Em «post» anterior, o Adão Cruz confessa não ter uma explicação «científico-metafisico-religioso-filosóco-político-físico-químico-prostituto-biológico-cavernículo-futebolístico-irracionalo-ético-estético-moral» para a seguinte questão. «PORQUE É QUE O POVO TEM ESTA TEIMOSA, QUASE RELIGIOSA TENDÊNCIA DE ELEGER, PRIORITARIAMENTE, VÍGAROS, PULHAS, BANDALHOS, LADRÕES, TRAFULHAS, PANTOMINEIROS, CRÁPULAS, ESCROQUES, VÂNDALOS, CORRUPTOS, VAMPIROS, GATUNOS, GAJOS QUE TÊM NO CEREBRO UM MONTE DE TRAMPA E NA ALMA UMA LIXEIRA?»
Sinceramente, caro Adão, não sei a quem te referes. Tens alguém em mente?
Agora a sério, a sentença de sete anos de prisão para Isaltino de Morais é verdadeiramente histórica. Pela primeira vez, a menos que o Supremo ensaie mais um «golpe de teatro», um político no activo vai afocinhar nos calabouços da Justiça.
Claro que houve o caso de Paulo Pedroso, acusado de fazer sexo com rapazinhos, mas instâncias superiores encarregaram-se de fazer abortar o processo quando existiam provas suficientes para, pelo menos, ser levado à barra do Tribunal. Existe agora o caso José Sócrates, que nunca dará em nada enquanto ele for primeiro-ministro: tudo o que mexe à sua volta já foi constituído arguido, só ele é que não.
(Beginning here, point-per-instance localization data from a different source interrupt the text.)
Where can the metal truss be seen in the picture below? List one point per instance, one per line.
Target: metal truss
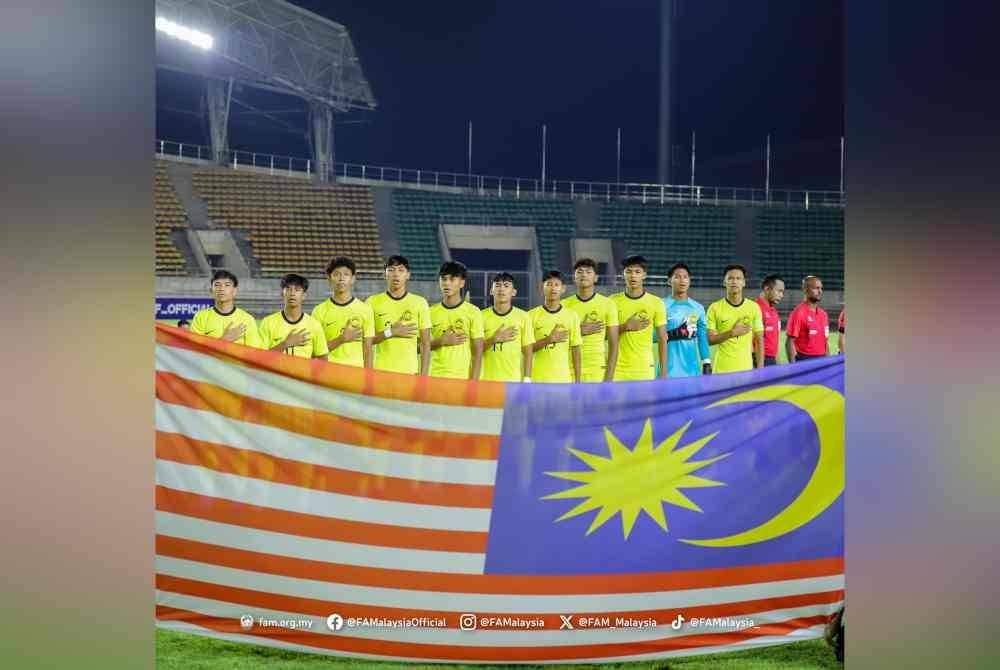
(269, 44)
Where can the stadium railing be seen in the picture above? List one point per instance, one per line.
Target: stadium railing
(511, 187)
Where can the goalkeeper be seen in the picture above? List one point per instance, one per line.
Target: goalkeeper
(688, 354)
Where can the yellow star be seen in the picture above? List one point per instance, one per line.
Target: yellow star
(638, 480)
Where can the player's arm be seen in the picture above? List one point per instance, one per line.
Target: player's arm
(609, 373)
(425, 351)
(477, 358)
(295, 338)
(198, 324)
(366, 351)
(397, 329)
(544, 342)
(527, 340)
(320, 348)
(791, 332)
(706, 353)
(368, 338)
(758, 334)
(448, 338)
(661, 347)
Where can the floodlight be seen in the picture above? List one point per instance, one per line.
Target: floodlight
(190, 35)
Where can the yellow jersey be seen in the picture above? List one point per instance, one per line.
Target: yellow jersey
(275, 327)
(736, 353)
(636, 353)
(594, 349)
(455, 361)
(553, 363)
(399, 354)
(213, 323)
(502, 361)
(335, 317)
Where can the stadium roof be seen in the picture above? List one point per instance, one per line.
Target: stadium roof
(269, 44)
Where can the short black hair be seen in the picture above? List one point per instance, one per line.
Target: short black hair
(225, 274)
(292, 279)
(341, 262)
(453, 269)
(769, 280)
(636, 260)
(503, 276)
(678, 266)
(735, 266)
(397, 260)
(805, 280)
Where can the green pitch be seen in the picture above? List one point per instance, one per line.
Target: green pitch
(181, 651)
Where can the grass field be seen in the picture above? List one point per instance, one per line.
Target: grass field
(182, 651)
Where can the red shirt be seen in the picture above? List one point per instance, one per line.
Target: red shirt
(809, 329)
(772, 326)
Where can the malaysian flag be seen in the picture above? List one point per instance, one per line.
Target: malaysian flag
(327, 509)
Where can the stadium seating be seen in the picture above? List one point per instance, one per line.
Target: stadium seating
(169, 215)
(701, 236)
(293, 225)
(418, 213)
(799, 242)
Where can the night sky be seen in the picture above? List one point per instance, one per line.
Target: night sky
(742, 70)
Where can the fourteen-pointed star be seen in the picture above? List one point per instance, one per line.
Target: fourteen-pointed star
(641, 479)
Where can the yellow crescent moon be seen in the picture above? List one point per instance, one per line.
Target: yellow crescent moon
(826, 408)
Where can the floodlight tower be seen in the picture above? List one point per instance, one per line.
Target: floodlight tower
(267, 44)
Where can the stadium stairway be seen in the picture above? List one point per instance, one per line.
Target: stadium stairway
(388, 237)
(180, 177)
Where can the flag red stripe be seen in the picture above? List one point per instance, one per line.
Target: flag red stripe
(315, 526)
(173, 389)
(323, 608)
(490, 584)
(345, 643)
(341, 377)
(247, 463)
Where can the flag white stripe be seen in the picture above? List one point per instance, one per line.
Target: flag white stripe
(372, 596)
(756, 642)
(482, 638)
(205, 481)
(314, 549)
(273, 387)
(211, 427)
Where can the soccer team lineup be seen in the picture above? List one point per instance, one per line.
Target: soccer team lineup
(631, 335)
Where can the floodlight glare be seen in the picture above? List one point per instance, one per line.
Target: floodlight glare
(190, 35)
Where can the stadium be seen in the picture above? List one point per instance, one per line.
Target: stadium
(262, 215)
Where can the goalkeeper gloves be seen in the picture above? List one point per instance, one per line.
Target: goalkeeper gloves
(679, 333)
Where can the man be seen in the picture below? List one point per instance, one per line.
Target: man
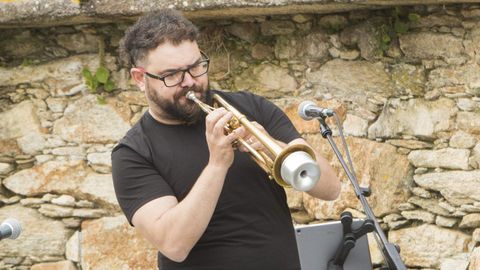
(178, 179)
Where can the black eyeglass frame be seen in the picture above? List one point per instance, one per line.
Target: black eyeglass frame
(162, 78)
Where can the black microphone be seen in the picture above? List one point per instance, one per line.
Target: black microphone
(309, 110)
(10, 228)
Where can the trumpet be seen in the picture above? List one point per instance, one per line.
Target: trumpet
(290, 166)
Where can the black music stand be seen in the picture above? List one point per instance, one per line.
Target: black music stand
(390, 251)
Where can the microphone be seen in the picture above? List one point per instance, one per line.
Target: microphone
(309, 110)
(10, 228)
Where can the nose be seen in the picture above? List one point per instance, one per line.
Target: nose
(188, 80)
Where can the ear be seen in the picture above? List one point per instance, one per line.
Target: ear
(138, 75)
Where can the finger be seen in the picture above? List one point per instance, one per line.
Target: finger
(234, 135)
(219, 127)
(213, 117)
(242, 132)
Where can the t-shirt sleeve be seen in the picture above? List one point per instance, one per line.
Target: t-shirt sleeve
(275, 121)
(135, 181)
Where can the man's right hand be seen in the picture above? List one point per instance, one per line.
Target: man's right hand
(220, 144)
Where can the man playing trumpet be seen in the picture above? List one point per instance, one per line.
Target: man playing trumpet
(177, 175)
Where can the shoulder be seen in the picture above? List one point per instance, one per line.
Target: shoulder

Nem será enquanto estiver no poder, da mesma forma que Vale e Azevedo nunca teria sido levado à Justiça se ainda fosse Presidente do Benfica.
Retracto-me perante ti, caro Adão: já percebi a quem te querias referir…

Comments


  1. Há no entanto uma coisa que me intriga… numa semana a justiça não presta por via da fatinha, no outro, já é é santa por via do demónio isaltino. Justicialismo à medida das conviniências. Está certo. Mas, confesso, gostei muito, mesmo muito da parte final post. É pena que o referido não seja da Costa.

  2. Luis Moreira says:

    Isto é em código ou então em braile.

  3. Ricardo Santos Pinto says:

    Da Costa? José Sócrates da Costa? Não percebi!

  4. Adão Cruz says:

    Caro Ricardo, um abraço.Não me refiro a algum em particular, mas a muitos em geral. É que paira à minha volta um cheiro tão nauseabundo a putrefacções corruptivas (corrupto quer dizer podre) que nem a comida me sabe. É uma constante sensação de vómito.